Talvez se possa calcular da melhor maneira a profundidade desta inclinação imoral do cauteloso e hostil silêncio com que é tratado, no livro todo, o cristianismo - o cristianismo como a mais extravagante desfiguração do tema moral que até o momento tem ouvido a humanidade. Em verdade não há maior contradição para a interpretação e justificação puramente estéticas do mundo, como é ensinada neste livro, do que a doutrina cristã, que é e quer ser somente moral, e que, com suas medidas absolutas, como, por exemplo, com sua veracidade de Deus, exila a arte, toda a arte para o reino da mentira, isto é, nega, maldiz e condena.
Por trás de uma tal maneira de pensar e avaliar, que deve ser hostil à arte, enquanto é legítima, senti desde o princípio a hostilidade à vida, a grande e rancorosa repugnância contra a existência em si, pois toda a vida se fundamenta em aparência, arte, ilusão, ótica, necessidade de perspectiva e do erro.
Foi o cristianismo desde o princípio, essencial e fundamentalmente, repugnância e tédio da vida na vida, que se revestiu, se ocultou, se fantasiou sob a crença numa existência "diferente" ou "melhor". O ódio ao mundo, a maldição às afeições, o medo da beleza e da sensualidade, um ALÉM inventado para melhor poder maldizer o AQUI, no fundo uma inclinação para o nada, o fim, o descanso, em direção ao "sabbath dos sabbaths" - tudo isto me parecia - assim como a inflexível vontade do cristianismo de só deixar valer os valores morais, como a mais perigosa e mais lúgubre de todas as formas de uma "vontade para o desaparecimento", pelo menos um sinal de profunda enfermidade, cansaço, esgotamento, empobrecimento da vida - pois diante da moral (principalmente da cristã, isto quer dizer, da moral incondicional) deve a vida continuamente ficar sem razão, em virtude de ser algo essencialmente imoral; deve, finalmente, a vida, esmagada sob o peso do desprezo e do eterno não, como indigna de ser desejada, ser sentida como algo sem valor.
A própria moral - como?
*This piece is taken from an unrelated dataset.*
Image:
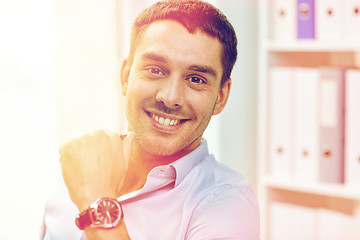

Não seria a moral uma "vontade para a negação da vida", um instinto secreto de destruição, um princípio de ruína, um começo do fim? E, portanto, o perigo dos perigos?... Contra a moral, pois, se volveu então, com este livrinho de valor duvidoso o meu instinto, como um instinto afirmativo da vida, inventando uma doutrina e uma valorização fundamentalmente contrárias, puramente artística, anticristãs. Como a devemos chamar? Como filólogo e homem das palavras a batizei, não sem alguma liberdade - pois quem saberia o verdadeiro nome do Anticristo? - com o nome de um deus grego - a chamei de dionisíaca.
Nietzsche, Frederic, Origem da Tragédia, A.